Right now I'm calling a convergent number based on the Collatz conjecture the "Collatz constant". I'm wondering if it have an actual name? And if it actually converges?
Details
The Collatz conjecture provides an algorithm, namely, starting at any positive integer $i$ greater than 1, if $i\equiv 0 \pmod2$ then take $\frac{i}{2}$; otherwise take $3i+1$ and continue.
That gives us a sequence of numbers (assuming the sequence always comes back to $1$). So for $10$ we have $10, 5, 16, 8, 4, 2, 1$.
Consider adding one to each element in that sequence (ignoring the last element, 1) and taking their values $\pmod{2}$. That gives us $11, 6, 17, 9, 5, 3$ all $mod$ 2 which is $1, 0, 1, 1, 1, 1$.
Now interpret this as a binary number, least significant digit first. In which case $101111_2$ is $61$ ($111101$ in traditional nomenclature).

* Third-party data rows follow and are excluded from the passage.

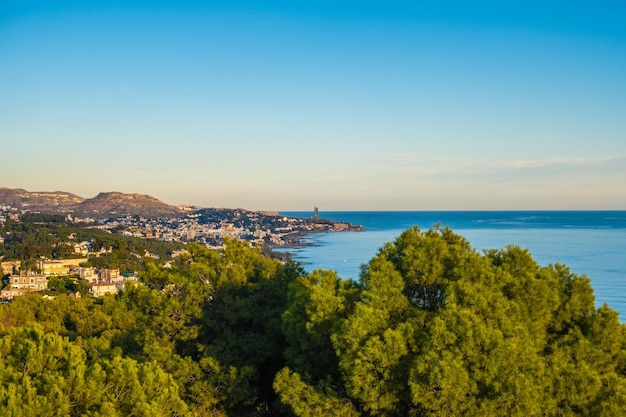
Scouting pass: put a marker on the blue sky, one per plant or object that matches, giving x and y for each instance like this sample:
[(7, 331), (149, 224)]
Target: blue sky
[(347, 105)]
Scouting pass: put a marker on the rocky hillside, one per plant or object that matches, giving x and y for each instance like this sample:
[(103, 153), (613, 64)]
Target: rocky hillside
[(115, 204), (111, 204)]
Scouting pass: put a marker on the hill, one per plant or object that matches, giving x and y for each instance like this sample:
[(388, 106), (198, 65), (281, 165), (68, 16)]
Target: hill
[(103, 205), (44, 201)]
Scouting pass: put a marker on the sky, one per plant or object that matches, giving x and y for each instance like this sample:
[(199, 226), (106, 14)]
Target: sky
[(347, 105)]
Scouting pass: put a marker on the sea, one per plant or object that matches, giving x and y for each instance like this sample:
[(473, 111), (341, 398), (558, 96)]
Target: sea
[(590, 243)]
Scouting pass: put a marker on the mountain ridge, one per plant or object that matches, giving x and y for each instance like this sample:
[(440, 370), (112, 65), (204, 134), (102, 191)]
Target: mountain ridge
[(103, 205)]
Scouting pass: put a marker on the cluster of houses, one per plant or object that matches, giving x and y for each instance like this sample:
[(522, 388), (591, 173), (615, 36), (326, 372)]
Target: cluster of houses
[(101, 281)]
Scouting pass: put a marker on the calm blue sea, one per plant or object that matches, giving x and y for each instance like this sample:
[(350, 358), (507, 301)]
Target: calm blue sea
[(592, 243)]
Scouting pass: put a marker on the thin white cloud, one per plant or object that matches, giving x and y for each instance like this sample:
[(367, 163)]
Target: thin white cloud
[(553, 161)]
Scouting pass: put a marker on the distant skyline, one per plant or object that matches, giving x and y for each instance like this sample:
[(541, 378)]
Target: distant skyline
[(283, 105)]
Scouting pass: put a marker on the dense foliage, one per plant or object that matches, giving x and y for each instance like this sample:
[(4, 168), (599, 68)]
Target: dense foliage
[(433, 328)]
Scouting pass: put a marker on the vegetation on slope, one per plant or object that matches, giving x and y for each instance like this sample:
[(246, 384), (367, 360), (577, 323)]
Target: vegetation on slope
[(433, 328)]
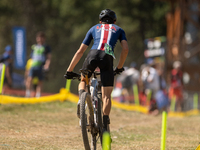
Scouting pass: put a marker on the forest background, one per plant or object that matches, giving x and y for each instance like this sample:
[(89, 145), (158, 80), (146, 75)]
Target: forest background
[(66, 22)]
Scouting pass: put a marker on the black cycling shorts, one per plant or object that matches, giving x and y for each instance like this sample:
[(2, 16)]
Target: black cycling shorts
[(98, 58)]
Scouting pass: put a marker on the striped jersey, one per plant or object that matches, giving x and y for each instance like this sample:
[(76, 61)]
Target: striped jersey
[(104, 35)]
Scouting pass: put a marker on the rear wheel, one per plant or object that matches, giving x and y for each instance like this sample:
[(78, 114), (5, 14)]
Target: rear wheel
[(100, 114)]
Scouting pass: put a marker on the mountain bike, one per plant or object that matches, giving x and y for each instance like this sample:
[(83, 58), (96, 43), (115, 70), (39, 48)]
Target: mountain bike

I call $61$ the Collatz number of $10$. Let's call the Collatz number function $C$.
Now consider the sequence $C(i+1)-C(i)$ for $i$ from 1 to $n$.
I maintain the ratio of primes (specifically elements whose absolute values are prime) to non-primes in that sequence converges to a real number as $n \rightarrow\infty$, what I'm calling the Collatz constant.
For $n = 10, 100, 1000, 10,\!000, 100,\!000$, and $1,\!000,\!000$ the approximation of the Collatz constant is:
10: 0.25
100: 0.515152
1,000: 0.466276
10,000: 0.462202
100,000: 0.461305
1,000,000: 0.45999
(I have a conjecture of my own about Collatz numbers. You can see it here. Drop me a PM if you find it interesting.)
I've been having trouble posting questions that are clear to readers, so I hope this is better.